Evet. Ama ben yine o bölümleri filme eklemek istiyorum. Ama bu yeni montaj için 80 bin Avro kadar bir paraya ihtiyacımız var. Bu nedenle yapamıyorum. Dağıtımcım da şu anda bu parayı karşılayamıyor.
Yarım Ayı kendinize daha yakın bulduğunuzu söylüyorsunuz. Bu film sizi daha mı çok ifade ediyor?
Evet kendime daha yakın buluyorum. Ama nedenini tam olarak bilmiyorum. Belki bu filmimde Kürt kültürünün çok baskın olmasıyla alakalıdır. Biraz trajediden uzaktım bu kez. Benim yaptığım ana filmlerin içinde yer almayacaktı. Çünkü bu siparişle yapılmış olan bir filmdi. Ama şimdi baktığımda evet bu benim dördüncü filmim diyebiliyorum. Maalesef çok fazla zamanım yoktu bu filmi yaparken keşke daha fazla zamanım olsaydı.
Neden amatör oyuncularla çalışmayı tercih ediyorsunuz?
Amatör oyuncularla çalışmaktan hoşlanıyorum. Yarım Ayda sadece üç profesyonel oyuncuyla çalıştım. Çünkü o üç kişi için vaktim yoktu. Vaktim olsa amatörleri çalıştırır ve onları oynatırdım. Ayrıca Kürdistanda kadın oyuncu bulmak çok zor.

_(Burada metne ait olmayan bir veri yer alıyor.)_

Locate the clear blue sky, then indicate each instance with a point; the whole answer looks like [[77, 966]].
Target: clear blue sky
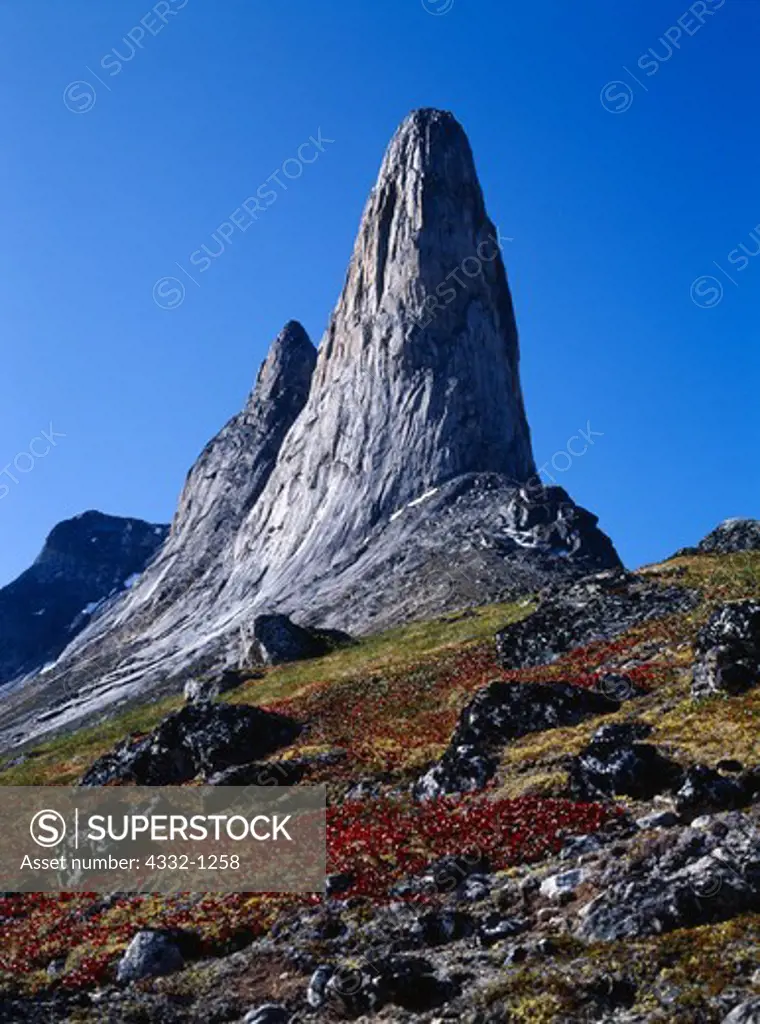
[[614, 216]]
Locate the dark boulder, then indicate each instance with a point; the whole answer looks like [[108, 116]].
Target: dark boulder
[[705, 788], [409, 982], [597, 607], [727, 651], [203, 737], [616, 763], [269, 1013], [499, 713]]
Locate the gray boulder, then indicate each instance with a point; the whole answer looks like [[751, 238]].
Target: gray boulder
[[728, 538], [747, 1013], [597, 607], [149, 954], [199, 690], [695, 878], [277, 639]]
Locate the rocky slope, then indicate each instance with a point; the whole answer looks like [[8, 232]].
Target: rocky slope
[[392, 479], [84, 561], [607, 871]]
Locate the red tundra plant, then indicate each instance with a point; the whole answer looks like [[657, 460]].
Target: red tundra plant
[[381, 842]]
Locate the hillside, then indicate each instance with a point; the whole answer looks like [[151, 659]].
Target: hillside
[[508, 934]]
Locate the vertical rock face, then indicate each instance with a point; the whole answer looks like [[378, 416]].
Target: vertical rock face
[[230, 473], [383, 480], [84, 561], [417, 380]]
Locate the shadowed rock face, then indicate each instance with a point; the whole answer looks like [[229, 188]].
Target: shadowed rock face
[[382, 480], [84, 561]]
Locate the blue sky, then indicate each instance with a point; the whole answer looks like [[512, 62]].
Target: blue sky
[[619, 198]]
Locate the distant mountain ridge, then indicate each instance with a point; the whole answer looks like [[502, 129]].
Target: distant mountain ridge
[[84, 561]]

Baskı ve sansür koşulları İranlı yönetmenleri nasıl etkiliyor?
İrandaki yönetmenler 100-200 dolarla film yapmaya çalışıyorlar. Çünkü onlara hiç para verilmiyor. Gerçekten bildiğiniz 100-200 dolarla film yapmaya çalışıyorlar. Bu nedenle çok fazla film de yapılmıyor. Hiçbir şekilde devlet destek olmuyor. Film yapmamamız için ellerinden geleni yapıyorlar. Özellikle Kürdistanla ilgili...
Yeni projelerinizden bahsedebilir misiniz?
Dört ay sonra yeni bir filme başlayacağım. Tahranda geçecek. İki tane genç yazar hakkında. Onların yaşadığı zorlukları anlatacağım. Diyalogsuz, filmde hiç konuşma olmayacak. Ölü bir film. (İstanbul/EVRENSEL)
Bahman Ghobadi kimdir?
1969da İranda Kürtlerin yoğun olarak yaşadıkları Banede doğdu. Sinema eğitimini yarıda bıraktıktan sonra çeşitli ödüller kazanan on kısa metrajlı film çekti. Abbas Kiarostaminin Rüzgar Bizi Sürükleyecek adlı filminde yönetmen yardımcılığı görevini üstlendi ve Samira Makhmalbafın Karatahta adlı filminde başrol oyandı. İlk uzun metrajlı filmi Sarhoş Atlar Zamanı, 2000de Cannesde Altın Kamera aldı. Annemin Ülkesinin Şarkıları (2002) birçok festivalde gösterildi. Kaplumbağalar da Uçar (2004) Berlin, Rotterdam ve San Sebastian film festivallerinde ödüller kazandı. Yarım Ay son filmidir.